Вздор! Тебе просто не хотелось отрываться от той беспорядочной жизни, которую ты ведешь в Лондоне!
Еще одна пауза, затем Мэдлин кивнула.
Да, отчасти так оно и было, согласилась она. И, обведя взглядом кухню, вздрогнула. Я знаю, тебе нравится здесь жить, а мне тут все всегда было ненавистно. Но я в самом деле собиралась приехать и рассказать тебе, однако тут Джонатан заболел.
Смягчившись, Фрэнсин принужденно кивнула, но все же не удержалась и сказала:
Ты могла бы позвонить мне или написать.
Не выдумывай, Фрэнни. Такие вещи нельзя сообщать по телефону или в письме.
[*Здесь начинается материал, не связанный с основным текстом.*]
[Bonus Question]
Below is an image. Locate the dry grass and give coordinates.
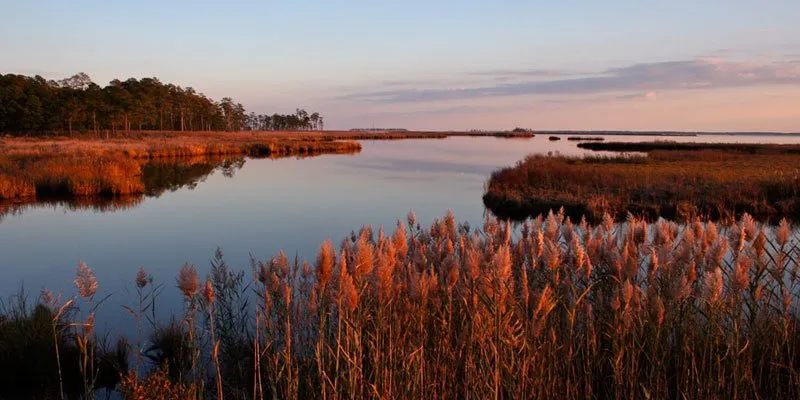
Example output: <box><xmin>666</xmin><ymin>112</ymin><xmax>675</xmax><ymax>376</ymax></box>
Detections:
<box><xmin>578</xmin><ymin>141</ymin><xmax>800</xmax><ymax>154</ymax></box>
<box><xmin>483</xmin><ymin>152</ymin><xmax>800</xmax><ymax>222</ymax></box>
<box><xmin>0</xmin><ymin>213</ymin><xmax>800</xmax><ymax>399</ymax></box>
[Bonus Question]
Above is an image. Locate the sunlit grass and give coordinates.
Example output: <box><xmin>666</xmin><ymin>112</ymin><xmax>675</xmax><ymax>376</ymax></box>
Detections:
<box><xmin>483</xmin><ymin>150</ymin><xmax>800</xmax><ymax>222</ymax></box>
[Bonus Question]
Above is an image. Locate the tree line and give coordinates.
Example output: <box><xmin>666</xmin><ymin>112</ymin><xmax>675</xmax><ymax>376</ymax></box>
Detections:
<box><xmin>0</xmin><ymin>73</ymin><xmax>324</xmax><ymax>135</ymax></box>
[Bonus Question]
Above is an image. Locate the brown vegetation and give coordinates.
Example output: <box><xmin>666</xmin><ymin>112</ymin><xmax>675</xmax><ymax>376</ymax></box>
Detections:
<box><xmin>0</xmin><ymin>213</ymin><xmax>800</xmax><ymax>399</ymax></box>
<box><xmin>578</xmin><ymin>141</ymin><xmax>800</xmax><ymax>154</ymax></box>
<box><xmin>567</xmin><ymin>136</ymin><xmax>606</xmax><ymax>142</ymax></box>
<box><xmin>483</xmin><ymin>152</ymin><xmax>800</xmax><ymax>221</ymax></box>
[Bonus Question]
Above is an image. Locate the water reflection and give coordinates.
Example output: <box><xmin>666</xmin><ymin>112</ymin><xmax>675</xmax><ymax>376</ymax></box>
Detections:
<box><xmin>0</xmin><ymin>156</ymin><xmax>246</xmax><ymax>221</ymax></box>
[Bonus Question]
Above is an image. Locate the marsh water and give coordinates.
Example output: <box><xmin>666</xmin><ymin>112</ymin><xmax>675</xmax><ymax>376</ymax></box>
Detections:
<box><xmin>0</xmin><ymin>135</ymin><xmax>800</xmax><ymax>331</ymax></box>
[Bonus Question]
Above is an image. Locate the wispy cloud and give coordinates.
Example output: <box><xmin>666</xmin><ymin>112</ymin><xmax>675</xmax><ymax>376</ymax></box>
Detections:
<box><xmin>471</xmin><ymin>68</ymin><xmax>582</xmax><ymax>78</ymax></box>
<box><xmin>343</xmin><ymin>58</ymin><xmax>800</xmax><ymax>103</ymax></box>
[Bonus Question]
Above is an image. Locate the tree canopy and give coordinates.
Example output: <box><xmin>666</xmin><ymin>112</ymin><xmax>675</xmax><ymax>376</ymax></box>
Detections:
<box><xmin>0</xmin><ymin>73</ymin><xmax>323</xmax><ymax>134</ymax></box>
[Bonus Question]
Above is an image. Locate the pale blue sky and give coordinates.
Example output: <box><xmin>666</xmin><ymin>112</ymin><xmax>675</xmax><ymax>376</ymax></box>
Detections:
<box><xmin>0</xmin><ymin>0</ymin><xmax>800</xmax><ymax>131</ymax></box>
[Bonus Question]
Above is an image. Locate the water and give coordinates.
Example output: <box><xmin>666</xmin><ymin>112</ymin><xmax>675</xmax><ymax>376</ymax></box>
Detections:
<box><xmin>0</xmin><ymin>135</ymin><xmax>800</xmax><ymax>332</ymax></box>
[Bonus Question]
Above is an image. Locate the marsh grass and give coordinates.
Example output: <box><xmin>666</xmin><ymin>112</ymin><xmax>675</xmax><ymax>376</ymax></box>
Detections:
<box><xmin>483</xmin><ymin>150</ymin><xmax>800</xmax><ymax>222</ymax></box>
<box><xmin>0</xmin><ymin>212</ymin><xmax>800</xmax><ymax>399</ymax></box>
<box><xmin>578</xmin><ymin>140</ymin><xmax>800</xmax><ymax>154</ymax></box>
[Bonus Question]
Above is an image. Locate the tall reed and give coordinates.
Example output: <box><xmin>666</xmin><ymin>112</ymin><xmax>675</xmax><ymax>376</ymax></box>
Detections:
<box><xmin>0</xmin><ymin>212</ymin><xmax>800</xmax><ymax>399</ymax></box>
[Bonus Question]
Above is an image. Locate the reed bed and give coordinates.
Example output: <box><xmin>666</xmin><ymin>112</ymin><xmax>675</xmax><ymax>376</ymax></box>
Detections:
<box><xmin>0</xmin><ymin>212</ymin><xmax>800</xmax><ymax>399</ymax></box>
<box><xmin>0</xmin><ymin>156</ymin><xmax>144</xmax><ymax>200</ymax></box>
<box><xmin>483</xmin><ymin>150</ymin><xmax>800</xmax><ymax>222</ymax></box>
<box><xmin>578</xmin><ymin>141</ymin><xmax>800</xmax><ymax>154</ymax></box>
<box><xmin>567</xmin><ymin>136</ymin><xmax>606</xmax><ymax>142</ymax></box>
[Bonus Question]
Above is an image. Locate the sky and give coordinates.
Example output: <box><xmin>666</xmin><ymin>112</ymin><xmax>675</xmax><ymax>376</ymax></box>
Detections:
<box><xmin>0</xmin><ymin>0</ymin><xmax>800</xmax><ymax>132</ymax></box>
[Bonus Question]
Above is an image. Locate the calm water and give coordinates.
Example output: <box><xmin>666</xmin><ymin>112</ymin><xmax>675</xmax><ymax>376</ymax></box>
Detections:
<box><xmin>0</xmin><ymin>135</ymin><xmax>800</xmax><ymax>331</ymax></box>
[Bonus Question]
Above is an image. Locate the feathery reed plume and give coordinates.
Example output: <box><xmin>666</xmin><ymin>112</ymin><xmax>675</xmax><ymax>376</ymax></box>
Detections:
<box><xmin>339</xmin><ymin>271</ymin><xmax>358</xmax><ymax>312</ymax></box>
<box><xmin>775</xmin><ymin>218</ymin><xmax>791</xmax><ymax>248</ymax></box>
<box><xmin>703</xmin><ymin>267</ymin><xmax>723</xmax><ymax>304</ymax></box>
<box><xmin>406</xmin><ymin>210</ymin><xmax>417</xmax><ymax>229</ymax></box>
<box><xmin>177</xmin><ymin>263</ymin><xmax>200</xmax><ymax>299</ymax></box>
<box><xmin>203</xmin><ymin>278</ymin><xmax>214</xmax><ymax>306</ymax></box>
<box><xmin>355</xmin><ymin>236</ymin><xmax>375</xmax><ymax>279</ymax></box>
<box><xmin>74</xmin><ymin>261</ymin><xmax>98</xmax><ymax>298</ymax></box>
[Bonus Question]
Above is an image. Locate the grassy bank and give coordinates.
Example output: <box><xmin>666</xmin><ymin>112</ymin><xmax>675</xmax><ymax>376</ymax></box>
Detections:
<box><xmin>0</xmin><ymin>131</ymin><xmax>533</xmax><ymax>201</ymax></box>
<box><xmin>578</xmin><ymin>141</ymin><xmax>800</xmax><ymax>154</ymax></box>
<box><xmin>0</xmin><ymin>214</ymin><xmax>800</xmax><ymax>399</ymax></box>
<box><xmin>483</xmin><ymin>152</ymin><xmax>800</xmax><ymax>221</ymax></box>
<box><xmin>0</xmin><ymin>133</ymin><xmax>361</xmax><ymax>201</ymax></box>
<box><xmin>567</xmin><ymin>136</ymin><xmax>606</xmax><ymax>142</ymax></box>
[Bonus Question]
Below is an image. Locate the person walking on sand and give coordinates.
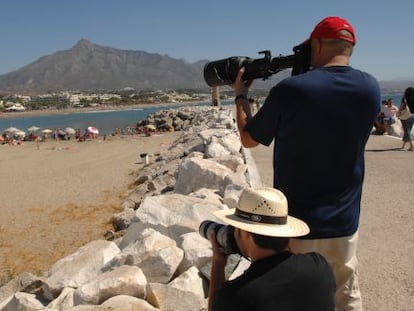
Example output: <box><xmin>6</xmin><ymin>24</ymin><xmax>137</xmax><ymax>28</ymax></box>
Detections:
<box><xmin>397</xmin><ymin>87</ymin><xmax>414</xmax><ymax>151</ymax></box>
<box><xmin>232</xmin><ymin>16</ymin><xmax>381</xmax><ymax>310</ymax></box>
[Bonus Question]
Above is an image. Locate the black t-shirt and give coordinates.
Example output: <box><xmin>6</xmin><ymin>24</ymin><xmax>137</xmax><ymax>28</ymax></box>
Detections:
<box><xmin>213</xmin><ymin>252</ymin><xmax>335</xmax><ymax>311</ymax></box>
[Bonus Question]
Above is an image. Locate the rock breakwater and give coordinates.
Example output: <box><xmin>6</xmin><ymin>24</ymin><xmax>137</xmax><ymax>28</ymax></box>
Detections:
<box><xmin>0</xmin><ymin>107</ymin><xmax>260</xmax><ymax>311</ymax></box>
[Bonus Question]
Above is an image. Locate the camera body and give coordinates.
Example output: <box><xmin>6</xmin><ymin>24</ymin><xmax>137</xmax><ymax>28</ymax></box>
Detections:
<box><xmin>198</xmin><ymin>220</ymin><xmax>240</xmax><ymax>255</ymax></box>
<box><xmin>204</xmin><ymin>44</ymin><xmax>310</xmax><ymax>87</ymax></box>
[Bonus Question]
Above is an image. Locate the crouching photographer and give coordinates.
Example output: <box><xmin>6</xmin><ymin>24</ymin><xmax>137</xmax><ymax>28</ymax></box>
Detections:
<box><xmin>204</xmin><ymin>188</ymin><xmax>335</xmax><ymax>311</ymax></box>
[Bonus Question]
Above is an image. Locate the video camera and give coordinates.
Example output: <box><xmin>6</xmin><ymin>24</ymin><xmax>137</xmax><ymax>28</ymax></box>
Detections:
<box><xmin>204</xmin><ymin>44</ymin><xmax>310</xmax><ymax>87</ymax></box>
<box><xmin>198</xmin><ymin>220</ymin><xmax>240</xmax><ymax>255</ymax></box>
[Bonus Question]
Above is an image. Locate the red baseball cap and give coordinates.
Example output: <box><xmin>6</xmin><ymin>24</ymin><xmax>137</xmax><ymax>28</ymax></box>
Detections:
<box><xmin>306</xmin><ymin>16</ymin><xmax>356</xmax><ymax>45</ymax></box>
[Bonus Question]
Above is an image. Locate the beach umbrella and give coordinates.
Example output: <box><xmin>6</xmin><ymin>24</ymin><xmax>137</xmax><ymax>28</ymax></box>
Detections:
<box><xmin>87</xmin><ymin>126</ymin><xmax>99</xmax><ymax>135</ymax></box>
<box><xmin>65</xmin><ymin>127</ymin><xmax>76</xmax><ymax>135</ymax></box>
<box><xmin>145</xmin><ymin>124</ymin><xmax>157</xmax><ymax>131</ymax></box>
<box><xmin>4</xmin><ymin>126</ymin><xmax>22</xmax><ymax>133</ymax></box>
<box><xmin>27</xmin><ymin>125</ymin><xmax>40</xmax><ymax>132</ymax></box>
<box><xmin>14</xmin><ymin>131</ymin><xmax>26</xmax><ymax>137</ymax></box>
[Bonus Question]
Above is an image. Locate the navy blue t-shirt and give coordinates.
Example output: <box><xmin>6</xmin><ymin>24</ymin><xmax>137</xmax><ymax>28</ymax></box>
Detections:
<box><xmin>213</xmin><ymin>252</ymin><xmax>335</xmax><ymax>311</ymax></box>
<box><xmin>245</xmin><ymin>66</ymin><xmax>381</xmax><ymax>238</ymax></box>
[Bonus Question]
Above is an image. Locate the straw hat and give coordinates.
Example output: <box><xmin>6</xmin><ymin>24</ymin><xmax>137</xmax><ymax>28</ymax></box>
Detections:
<box><xmin>214</xmin><ymin>188</ymin><xmax>309</xmax><ymax>237</ymax></box>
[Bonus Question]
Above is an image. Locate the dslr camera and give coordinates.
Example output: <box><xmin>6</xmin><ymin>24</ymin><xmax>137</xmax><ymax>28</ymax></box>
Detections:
<box><xmin>204</xmin><ymin>44</ymin><xmax>310</xmax><ymax>87</ymax></box>
<box><xmin>198</xmin><ymin>220</ymin><xmax>240</xmax><ymax>255</ymax></box>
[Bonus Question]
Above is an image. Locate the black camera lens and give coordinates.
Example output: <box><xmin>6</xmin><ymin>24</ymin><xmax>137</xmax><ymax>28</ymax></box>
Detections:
<box><xmin>198</xmin><ymin>220</ymin><xmax>240</xmax><ymax>254</ymax></box>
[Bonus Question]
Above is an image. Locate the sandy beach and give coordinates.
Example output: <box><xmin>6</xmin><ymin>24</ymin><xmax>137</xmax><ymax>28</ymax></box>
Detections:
<box><xmin>0</xmin><ymin>116</ymin><xmax>414</xmax><ymax>311</ymax></box>
<box><xmin>0</xmin><ymin>132</ymin><xmax>180</xmax><ymax>280</ymax></box>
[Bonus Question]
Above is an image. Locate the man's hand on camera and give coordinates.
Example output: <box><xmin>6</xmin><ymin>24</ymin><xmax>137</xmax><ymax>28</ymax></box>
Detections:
<box><xmin>231</xmin><ymin>67</ymin><xmax>253</xmax><ymax>96</ymax></box>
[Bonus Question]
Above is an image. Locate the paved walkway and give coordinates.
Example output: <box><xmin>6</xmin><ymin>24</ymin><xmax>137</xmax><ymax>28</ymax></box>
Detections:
<box><xmin>250</xmin><ymin>135</ymin><xmax>414</xmax><ymax>311</ymax></box>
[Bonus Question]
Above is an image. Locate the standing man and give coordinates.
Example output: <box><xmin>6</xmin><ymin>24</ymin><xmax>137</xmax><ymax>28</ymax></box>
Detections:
<box><xmin>232</xmin><ymin>17</ymin><xmax>380</xmax><ymax>310</ymax></box>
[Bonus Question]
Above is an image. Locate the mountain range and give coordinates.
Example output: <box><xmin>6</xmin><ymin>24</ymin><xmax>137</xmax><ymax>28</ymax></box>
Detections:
<box><xmin>0</xmin><ymin>39</ymin><xmax>414</xmax><ymax>94</ymax></box>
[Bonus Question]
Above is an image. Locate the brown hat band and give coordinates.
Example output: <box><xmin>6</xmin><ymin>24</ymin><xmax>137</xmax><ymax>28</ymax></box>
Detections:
<box><xmin>234</xmin><ymin>208</ymin><xmax>287</xmax><ymax>225</ymax></box>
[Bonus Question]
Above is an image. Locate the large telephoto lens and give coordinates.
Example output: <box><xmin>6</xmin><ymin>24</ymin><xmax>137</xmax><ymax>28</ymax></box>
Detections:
<box><xmin>204</xmin><ymin>56</ymin><xmax>248</xmax><ymax>87</ymax></box>
<box><xmin>198</xmin><ymin>220</ymin><xmax>239</xmax><ymax>254</ymax></box>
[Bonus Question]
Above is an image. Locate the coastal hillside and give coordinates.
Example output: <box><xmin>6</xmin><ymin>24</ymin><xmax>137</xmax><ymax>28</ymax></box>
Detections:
<box><xmin>0</xmin><ymin>39</ymin><xmax>290</xmax><ymax>94</ymax></box>
<box><xmin>0</xmin><ymin>39</ymin><xmax>205</xmax><ymax>93</ymax></box>
<box><xmin>0</xmin><ymin>39</ymin><xmax>414</xmax><ymax>94</ymax></box>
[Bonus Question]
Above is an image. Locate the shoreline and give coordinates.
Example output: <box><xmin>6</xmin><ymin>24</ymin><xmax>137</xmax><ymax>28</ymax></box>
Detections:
<box><xmin>0</xmin><ymin>101</ymin><xmax>206</xmax><ymax>119</ymax></box>
<box><xmin>0</xmin><ymin>132</ymin><xmax>182</xmax><ymax>284</ymax></box>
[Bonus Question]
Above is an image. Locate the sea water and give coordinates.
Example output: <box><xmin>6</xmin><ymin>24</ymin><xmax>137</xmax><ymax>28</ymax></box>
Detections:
<box><xmin>0</xmin><ymin>94</ymin><xmax>403</xmax><ymax>135</ymax></box>
<box><xmin>0</xmin><ymin>103</ymin><xmax>222</xmax><ymax>135</ymax></box>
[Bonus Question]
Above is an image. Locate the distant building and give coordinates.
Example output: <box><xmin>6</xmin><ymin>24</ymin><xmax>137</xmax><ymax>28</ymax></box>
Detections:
<box><xmin>5</xmin><ymin>102</ymin><xmax>26</xmax><ymax>112</ymax></box>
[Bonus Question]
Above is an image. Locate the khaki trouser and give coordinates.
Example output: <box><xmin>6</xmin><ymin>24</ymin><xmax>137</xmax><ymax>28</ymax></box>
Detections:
<box><xmin>289</xmin><ymin>232</ymin><xmax>362</xmax><ymax>311</ymax></box>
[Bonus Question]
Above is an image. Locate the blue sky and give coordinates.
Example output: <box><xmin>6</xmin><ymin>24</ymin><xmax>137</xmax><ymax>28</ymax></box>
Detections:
<box><xmin>0</xmin><ymin>0</ymin><xmax>414</xmax><ymax>80</ymax></box>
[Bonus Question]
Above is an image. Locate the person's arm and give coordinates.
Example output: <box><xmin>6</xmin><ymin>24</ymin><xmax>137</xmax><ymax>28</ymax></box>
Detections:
<box><xmin>232</xmin><ymin>67</ymin><xmax>259</xmax><ymax>148</ymax></box>
<box><xmin>208</xmin><ymin>233</ymin><xmax>228</xmax><ymax>311</ymax></box>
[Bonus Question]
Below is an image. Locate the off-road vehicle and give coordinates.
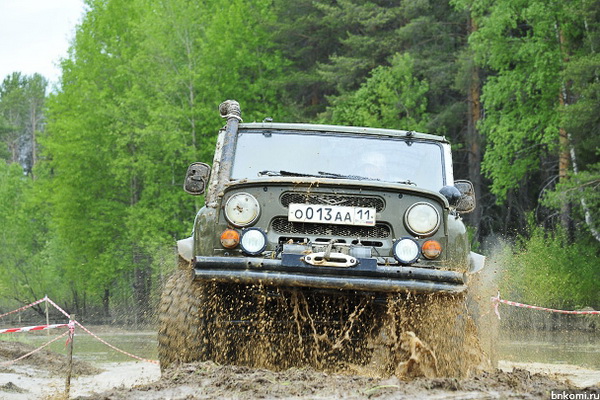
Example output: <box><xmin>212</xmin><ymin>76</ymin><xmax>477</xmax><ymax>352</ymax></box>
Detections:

К горлу Фрэнсин подступили слезы. Нет, она не может и не станет плакать перед сестрой. Она резко встала и бросилась к двери, ведущей во двор.
Я видела их могилы, добавила Мэдлин.
Фрэнсин замерла на пороге.
Что?
На лице Мэдлин было написано удивление, как будто ее только что осенило.
Я говорю о могилах Бри и Монтгомери. Они похоронены на нашем кладбище. В отличие от тебя, я не боялась его и гуляла там, когда была маленькой. Я помню, что видела их имена на надгробиях, но тогда они ничего для меня не значили.
Фрэнсин кивнула, хотя сама она не имела ни малейшего желания заходить на кладбище, и торопливо подошла к дубу во дворе.
Бри! пронзительно позвала она.
Голые ветки чуть слышно зашелестели.
Бри, пожалуйста, спустись. Она сглотнула, не зная, как ей сказать маленькому призраку, что теперь она знает, что они сестры, но ничего не помнит о том времени, когда Бри была жива.